I have Spark 1.5.0 running on cluster. I want to use Hive UDF from ESRI's API. I can use these API in Spark Application but due to some issues in my cluster, I am not able to use HiveContext. I want to use Existing Hive UDF in Spark-SQL application.
// val sqlContext = new SQLContext(sc)
// import sqlContext.implicits._
// val hc = new HiveContext(sc)
// hc.sql("create temporary function ST_Point as 'com.esri.hadoop.hive.ST_Point'")
// hc.sql("create temporary function ST_Within as 'com.esri.hadoop.hive.ST_Within'")
// hc.sql("create temporary function ST_Polygon as 'com.esri.hadoop.hive.ST_Polygon'")
// val resultDF = hc.sql("select ST_Within(ST_Point(2, 3), ST_Polygon(1,1, 1,4, 4,4, 4,1))")
The above code is for HiveContext but I want to use similar thing in SparkContext so wrote something as per this-
sqlContext.sql("""create function ST_Point as 'com.esri.hadoopcom.esri.hadoop.hive.ST_Point'""")
But seems like same error I am getting. (See below)
Exception in thread "main" java.lang.RuntimeException: [1.1] failure: ``with'' expected but identifier create found
create function ST_Point as 'com.esri.hadoopcom.esri.hadoop.hive.ST_Point'
^
at scala.sys.package$.error(package.scala:27)
I tried to make functions with existing UDFs but seems like need to make scala wrapper to call java classes. I tried as below-
def ST_Point_Spark = new ST_Point()
sqlContext.udf.register("ST_Point_Spark", ST_Point_Spark _)

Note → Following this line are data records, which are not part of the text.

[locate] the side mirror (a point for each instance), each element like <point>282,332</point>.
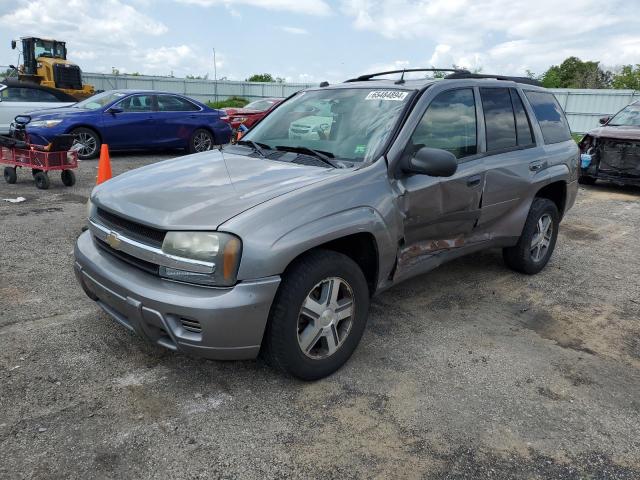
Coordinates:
<point>433,162</point>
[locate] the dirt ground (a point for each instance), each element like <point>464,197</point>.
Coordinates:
<point>471,371</point>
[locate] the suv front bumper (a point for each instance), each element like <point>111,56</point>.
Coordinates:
<point>216,323</point>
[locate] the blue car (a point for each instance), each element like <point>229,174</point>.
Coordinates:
<point>133,119</point>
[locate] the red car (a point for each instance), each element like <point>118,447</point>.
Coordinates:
<point>251,113</point>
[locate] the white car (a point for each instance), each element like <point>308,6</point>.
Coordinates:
<point>17,98</point>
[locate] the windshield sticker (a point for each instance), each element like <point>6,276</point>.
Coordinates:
<point>387,95</point>
<point>360,149</point>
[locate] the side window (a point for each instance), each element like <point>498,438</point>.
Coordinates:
<point>449,124</point>
<point>550,116</point>
<point>170,103</point>
<point>523,126</point>
<point>499,121</point>
<point>137,103</point>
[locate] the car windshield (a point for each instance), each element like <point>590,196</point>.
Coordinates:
<point>99,100</point>
<point>260,105</point>
<point>627,117</point>
<point>346,123</point>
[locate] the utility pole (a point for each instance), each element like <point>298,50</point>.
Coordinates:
<point>215,74</point>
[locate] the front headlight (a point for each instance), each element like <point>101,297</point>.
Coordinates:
<point>221,250</point>
<point>45,123</point>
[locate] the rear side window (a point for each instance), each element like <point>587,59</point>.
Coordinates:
<point>523,127</point>
<point>169,103</point>
<point>449,124</point>
<point>499,121</point>
<point>550,116</point>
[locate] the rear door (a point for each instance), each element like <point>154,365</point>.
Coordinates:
<point>134,127</point>
<point>442,212</point>
<point>512,156</point>
<point>176,120</point>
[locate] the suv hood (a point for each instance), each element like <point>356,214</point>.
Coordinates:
<point>201,191</point>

def ST_Within_Spark = new ST_Within()
sqlContext.udf.register("ST_Within_Spark", ST_Within_Spark _)
def ST_Polygon_Spark = new ST_Polygon()
sqlContext.udf.register("ST_Polygon_Spark", ST_Polygon_Spark _)
sqlContext.sql("select ST_Within_Spark(ST_Point_Spark(2, 3), ST_Polygon_Spark(1,1, 1,4, 4,4, 4,1))")
but in this case getting error-
Exception in thread "main" scala.reflect.internal.Symbols$CyclicReference: illegal cyclic reference involving object InterfaceAudience
at scala.reflect.internal.Symbols$Symbol$$anonfun$info$3.apply(Symbols.scala:1220)
at scala.reflect.internal.Symbols$Symbol$$anonfun$info$3.apply(Symbols.scala:1218)
at scala.Function0$class.apply$mcV$sp(Function0.scala:40)
at scala.runtime.AbstractFunction0.apply$mcV$sp(AbstractFunction0.scala:12)
I am just wondering, Is there any way to call Hive/Java UDF without using HiveContext, directly using SqlContext. Note: This was a helpful post but not as per my requirement.